Testo del Vangelo (Gv 10,1-10): «Le pecore ascoltano la sua voce: egli chiama le sue pecore, ciascuna per nome». In quel tempo, Gesù disse: «In verità, in verità io vi dico: chi non entra nel recinto delle pecore dalla porta, ma vi sale da un’altra parte, è un ladro e un brigante. Chi invece entra dalla porta, è pastore delle pecore. Il guardiano gli apre e le pecore ascoltano la sua voce: egli chiama le sue pecore, ciascuna per nome, e le conduce fuori. E quando ha spinto fuori tutte le sue pecore, cammina davanti a esse, e le pecore lo seguono perché conoscono la sua voce. Un estraneo invece non lo seguiranno, ma fuggiranno via da lui, perché non conoscono la voce degli estranei». Gesù disse loro questa similitudine, ma essi non capirono di che cosa parlava loro.

Allora Gesù disse loro di nuovo: «In verità, in verità io vi dico: io sono la porta delle pecore.
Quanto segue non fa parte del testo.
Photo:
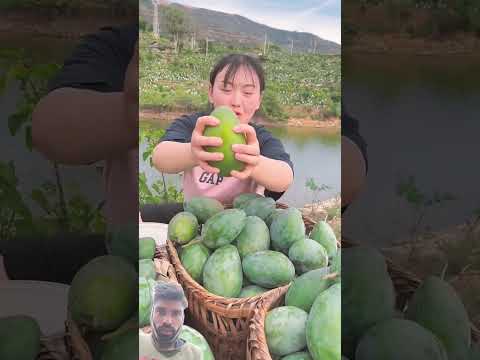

Tutti coloro che sono venuti prima di me, sono ladri e briganti; ma le pecore non li hanno ascoltati. Io sono la porta: se uno entra attraverso di me, sarà salvato; entrerà e uscirà e troverà pascolo. Il ladro non viene se non per rubare, uccidere e distruggere; io sono venuto perché abbiano la vita e l’abbiano in abbondanza».

Illustrazione: Sig. Josep Lluís Martínez i Picañol (Picanyol)

Oggi, ancora una volta, Gesù Cristo ci dice che Dio è nostro Padre. E come tutti i papà di questa vita, Lui chiama ciascuno di noi con il nostro nome. Davanti a Lui non siamo qualsiasi. Gesù, inoltre, ci mette in guardia dai falsi pastori: sono quelli che non ci dicono la verità ne ci danno un buon esempio. Ma Gesù ci difende dai “lupi".

—Nella vita troveremo ladri e saccheggiatori: non dobbiamo ascoltargli. —Gesù, voglio ascoltarti; Tu sei la porta del paradiso.